Первое время, пока не ходил, – судно под зад, уточка меж ног, все такое прочее. Митька думал, не справится бабуля, хотел к пацанам обратиться, чтоб сестричку организовать, – Стефан сам с этого сразу и начал. Но какой там – не пущу, сказала Роза Марковна, сама выхожу мальчика. И пальцем грозит, что, мол, как же тебя угораздило, Митенька, с лошади так упасть, чтобы обе пятки сразу повредить. Я сама не против лошадей, и занятий верховых тоже, и вообще всего спортивного, у нас и самих когда-то два рысака были в семье, у моего дедушки, твоего прапрапра по мужской ветке, Астра и Венгерка, изумительные животные, грациозные такие, хотя я плохо теперь уже помню, мы с дедушкой не вместе жили, он в Смоленской губернии обитал, а мы всегда в Москве, начиная с отца моего, Марка Наумовича Дворкина, твоего прапра…

Одним словом, своими силами выходила Митьку, а на нем все, как на собаке, и затянулось – все до последней трещинки. Когда уж совсем выздоравливал, Стефан Розе Марковне позвонил, сказал, слышал, мол, про беду с мальчиком. Хочу, говорит, зайти навестить вас всех, а то давно чаю вашего не откушивал, Роза Марковна.

Мирская встрепенулась – такие люди, Господи Боже, какие люди!

Чай пили все вместе, почти по-родственному: сама, Митенька и Стефан, милый сосед и благодетель. Ну и конечно же все то самое, без чего жизнь нельзя считать полноценной: скатерть, оборочки, твердые салфетки, то-се, мельхиор там, вазочки. Лимончик, тончайший, на блюдце с обводкой золотом и кобальтом, сахар-рафинад – упаси боже – только кусковой, колкий, звонкий, белейший. Это не Куба вам, господа, это родной житомирский буряк, откуда и Зинуля и Сарочка родом.
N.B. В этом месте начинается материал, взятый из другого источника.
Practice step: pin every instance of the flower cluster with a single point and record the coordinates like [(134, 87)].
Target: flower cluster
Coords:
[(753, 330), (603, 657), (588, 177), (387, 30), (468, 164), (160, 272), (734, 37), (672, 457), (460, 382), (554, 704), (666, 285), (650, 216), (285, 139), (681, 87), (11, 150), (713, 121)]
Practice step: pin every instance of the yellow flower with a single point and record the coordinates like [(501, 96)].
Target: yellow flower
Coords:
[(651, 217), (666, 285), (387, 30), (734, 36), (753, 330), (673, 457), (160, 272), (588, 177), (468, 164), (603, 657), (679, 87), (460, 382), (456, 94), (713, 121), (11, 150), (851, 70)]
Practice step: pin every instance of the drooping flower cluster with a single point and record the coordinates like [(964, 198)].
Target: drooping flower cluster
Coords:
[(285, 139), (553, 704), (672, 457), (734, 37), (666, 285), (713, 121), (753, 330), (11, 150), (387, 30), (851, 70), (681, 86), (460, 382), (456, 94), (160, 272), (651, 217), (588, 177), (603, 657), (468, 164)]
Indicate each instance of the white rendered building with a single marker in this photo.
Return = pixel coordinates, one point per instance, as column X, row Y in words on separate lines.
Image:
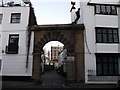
column 15, row 22
column 102, row 40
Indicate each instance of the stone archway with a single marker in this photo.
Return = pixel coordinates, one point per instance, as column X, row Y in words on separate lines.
column 72, row 38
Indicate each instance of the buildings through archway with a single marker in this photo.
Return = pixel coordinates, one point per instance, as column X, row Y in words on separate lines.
column 72, row 38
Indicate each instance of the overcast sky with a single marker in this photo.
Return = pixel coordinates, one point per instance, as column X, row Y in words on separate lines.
column 53, row 11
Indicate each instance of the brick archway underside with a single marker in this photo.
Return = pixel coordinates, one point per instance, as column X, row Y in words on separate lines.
column 66, row 34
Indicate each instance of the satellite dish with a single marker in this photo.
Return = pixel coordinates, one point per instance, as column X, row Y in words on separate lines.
column 26, row 1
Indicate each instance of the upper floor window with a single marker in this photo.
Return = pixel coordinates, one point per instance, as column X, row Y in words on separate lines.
column 1, row 16
column 12, row 47
column 15, row 17
column 106, row 9
column 107, row 35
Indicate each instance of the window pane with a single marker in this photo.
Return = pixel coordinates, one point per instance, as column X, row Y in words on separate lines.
column 99, row 35
column 108, row 9
column 113, row 10
column 105, row 35
column 103, row 11
column 1, row 16
column 107, row 65
column 15, row 17
column 99, row 69
column 110, row 36
column 105, row 69
column 97, row 8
– До чего ж хорошо-то, Роза Марковна, искренней не бывает, – вставая из-за стола, сказал Стефан. И не кривил душой. Подумал, что никогда уже не будет в его жизни такого стола. Может, будет и лучше во сто крат, да и есть давным-давно, но такого – нет: все, проехали времена, ушла культурка, выцвела, порушилась. Шиндец, одним словом, а не щипчики вам для белоголового сахара. – В общем, выздоравливай, Дмитрий, – по-отечески насоветовал перед уходом Стефан. – А я пока в Америку слетаю, в Нью-Йорк, дела предпринимательские зовут.

– В Америку? – Лицо Мирской озарилось радостным удивлением. – Неужели в Америку саму, Стефан?

– Теперь это дело несложное, – поднимаясь из-за стола, ответил он. – Беспосадочный перелет, девять часов с небольшим, и вы там.

– Счастливый, – вздохнула Роза Марковна. – Я вот к своим годам дальше Житомира по доброй воле и не добиралась никогда, Зиночке тогда паспорт ездили выправлять. Это когда Боренька у меня родился, через год после того. Да, в двадцать седьмом, точно. И все. После этого всю жизнь в Москве так и просидела неподвижным сиднем, как Илья Муромец. Ну, если не брать эвакуацию только – в Ташкент.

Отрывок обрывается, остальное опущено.